Please stop using this argument, it's only valid on trivial bugs that crash immediately during development.

I wholeheartedly agree that we should use the hardware features that we are given, and that NullPointerException is not worth the bloat.  But we should be doing *something* better than just printing "Segmentation Fault".

-Steve
March 05, 2012
On Mon, Mar 05, 2012 at 05:31:34PM -0500, Steven Schveighoffer wrote: [...]
> I wholeheartedly agree that we should use the hardware features that we are given, and that NullPointerException is not worth the bloat.

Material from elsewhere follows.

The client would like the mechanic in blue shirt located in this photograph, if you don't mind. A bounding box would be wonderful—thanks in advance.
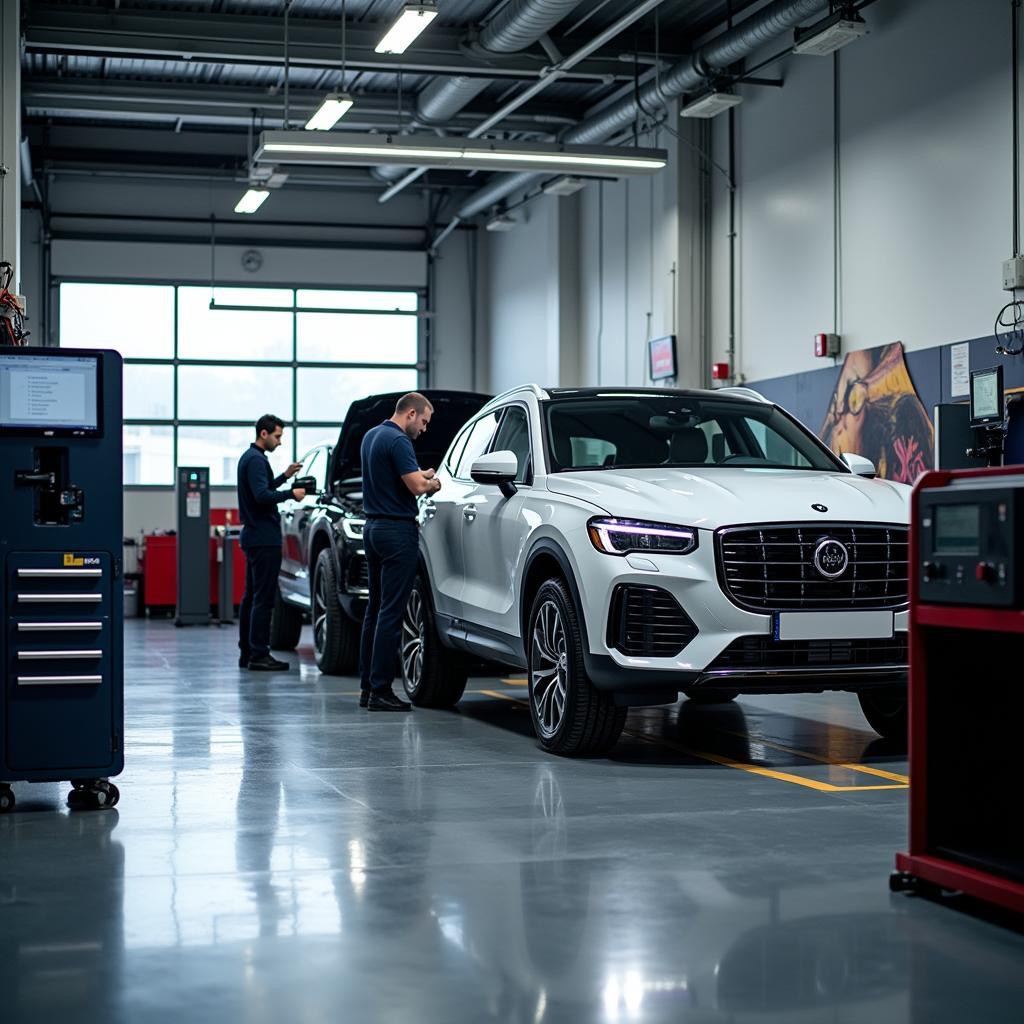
[239,413,306,672]
[359,391,441,711]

But we should be doing *something* better than just printing "Segmentation Fault".
[...]

On Linux, you can catch SIGSEGV and print a stacktrace in the signal handler. This is pretty standard procedure.

In theory, we *could* have druntime install a handler for SIGSEGV upon program startup that prints a stacktrace and exits (or do whatever the equivalent is on Windows, if compiled on Windows).


T

-- 
Let's eat some disquits while we format the biskettes.